TransUnion data Shows Rising Payment-to-Income Ratios as Early Warning for Mortgage Delinquencies
Chicago, IL – A new analysis from TransUnion reveals a concerning trend: rising Payment-to-Income (PTI) ratios are emerging as a key indicator of potential mortgage delinquency, offering lenders a crucial window to proactively address borrower financial strain. the findings, released today, suggest lenders can gain up to 12 months of advance warning by monitoring thes trends quarterly.
The research comes at a time of heightened economic pressure, with inflation driving a 10% increase in average non-mortgage balances as 2022. As consumers dedicate a larger portion of their income to debt servicing, their ability to maintain mortgage payments is increasingly vulnerable.
TransUnion’s analysis focuses on the meaning of tracking how much borrowers pay above their minimum due.This behavior, alongside overall PTI trends, provides valuable insight beyond customary delinquency metrics. The company’s TruVision portfolio management tool is designed to leverage this data, enabling lenders to identify at-risk borrowers and offer tailored solutions like counseling or payment plans.
“These innovative insights can help pinpoint consumers who are at a higher likelihood of becoming delinquent and enable lenders to proactively contact and work with consumers at heightened risk of default,” explained Satyan Merchant, senior vice president and auto and mortgage business leader at TransUnion.
While the U.S. consumer credit market currently demonstrates overall stability with growth in key lending categories, the observed increase in mortgage delinquencies signals a potential broadening of financial stress. TransUnion emphasizes the importance of PTI monitoring as a vital tool for navigating the evolving credit landscape.
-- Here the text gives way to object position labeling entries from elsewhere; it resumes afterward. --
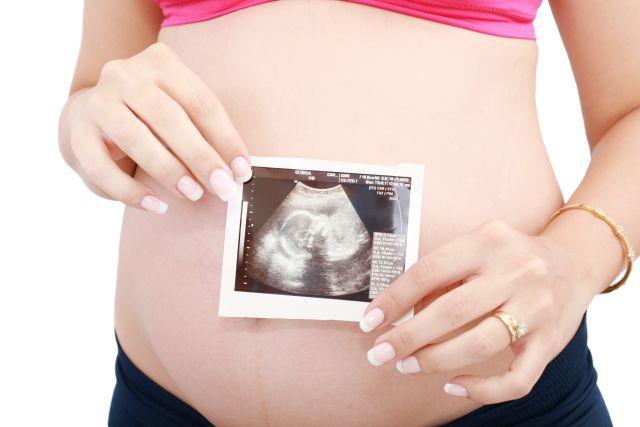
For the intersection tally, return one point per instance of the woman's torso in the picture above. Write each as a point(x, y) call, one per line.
point(340, 81)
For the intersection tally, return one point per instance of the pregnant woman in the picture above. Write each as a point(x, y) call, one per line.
point(169, 100)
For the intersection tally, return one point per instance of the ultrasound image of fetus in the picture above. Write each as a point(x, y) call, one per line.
point(314, 243)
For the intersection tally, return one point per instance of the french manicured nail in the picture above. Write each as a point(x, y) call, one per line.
point(222, 184)
point(241, 169)
point(190, 188)
point(371, 320)
point(408, 365)
point(455, 390)
point(381, 353)
point(153, 204)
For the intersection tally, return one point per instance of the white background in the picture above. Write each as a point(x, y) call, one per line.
point(59, 243)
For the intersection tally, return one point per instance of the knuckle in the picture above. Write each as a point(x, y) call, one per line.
point(536, 267)
point(163, 115)
point(484, 346)
point(454, 308)
point(546, 301)
point(520, 387)
point(95, 170)
point(425, 270)
point(114, 70)
point(123, 136)
point(204, 103)
point(496, 230)
point(126, 193)
point(94, 103)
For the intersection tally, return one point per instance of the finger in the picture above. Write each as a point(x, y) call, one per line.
point(100, 169)
point(446, 314)
point(451, 262)
point(172, 124)
point(486, 339)
point(203, 107)
point(135, 139)
point(517, 382)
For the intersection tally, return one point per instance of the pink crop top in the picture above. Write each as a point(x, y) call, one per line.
point(507, 18)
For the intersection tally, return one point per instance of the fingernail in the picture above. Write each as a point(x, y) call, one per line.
point(153, 204)
point(381, 353)
point(408, 365)
point(241, 169)
point(371, 320)
point(455, 390)
point(190, 188)
point(222, 184)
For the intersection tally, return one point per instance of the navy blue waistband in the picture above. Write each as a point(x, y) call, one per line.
point(566, 395)
point(139, 401)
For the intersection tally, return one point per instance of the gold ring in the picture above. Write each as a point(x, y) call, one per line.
point(516, 329)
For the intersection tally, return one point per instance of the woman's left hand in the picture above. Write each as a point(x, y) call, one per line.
point(494, 267)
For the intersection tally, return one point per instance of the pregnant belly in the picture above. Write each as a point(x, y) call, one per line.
point(337, 81)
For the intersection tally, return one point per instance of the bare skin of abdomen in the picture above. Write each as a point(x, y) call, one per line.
point(339, 81)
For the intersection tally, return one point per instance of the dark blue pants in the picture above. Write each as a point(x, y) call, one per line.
point(565, 396)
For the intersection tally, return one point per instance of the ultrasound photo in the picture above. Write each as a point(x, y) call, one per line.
point(317, 235)
point(314, 243)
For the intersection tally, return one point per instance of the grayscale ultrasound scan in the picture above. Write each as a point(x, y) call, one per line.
point(316, 234)
point(314, 243)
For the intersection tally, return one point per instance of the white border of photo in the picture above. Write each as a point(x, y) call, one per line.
point(261, 305)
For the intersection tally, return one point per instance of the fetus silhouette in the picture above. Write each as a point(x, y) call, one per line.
point(314, 243)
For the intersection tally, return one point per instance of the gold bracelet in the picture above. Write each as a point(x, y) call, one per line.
point(617, 230)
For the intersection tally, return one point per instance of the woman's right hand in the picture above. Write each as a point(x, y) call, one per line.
point(152, 111)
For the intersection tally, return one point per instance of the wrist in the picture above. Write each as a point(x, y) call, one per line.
point(592, 249)
point(64, 129)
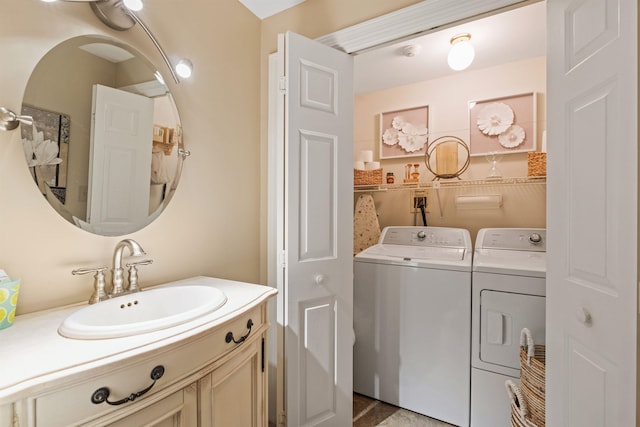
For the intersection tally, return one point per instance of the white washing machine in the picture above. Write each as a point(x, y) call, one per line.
point(412, 320)
point(508, 282)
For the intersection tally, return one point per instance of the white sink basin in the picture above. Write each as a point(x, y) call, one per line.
point(142, 312)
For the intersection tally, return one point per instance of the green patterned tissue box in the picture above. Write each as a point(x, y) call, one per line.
point(8, 301)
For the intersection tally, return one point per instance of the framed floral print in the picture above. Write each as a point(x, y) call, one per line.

The company’s “Information for Good” mission is reflected in its continued development of data-driven solutions like TruVision, aiming to foster economic opportunity and empower consumers. By proactively identifying and addressing potential issues, lenders can mitigate losses while simultaneously supporting borrowers in maintaining financial stability.
TransUnion’s findings underscore the value of advanced analytics in mortgage risk management, offering a forward-looking approach to protecting both lender portfolios and homeowner financial well-being.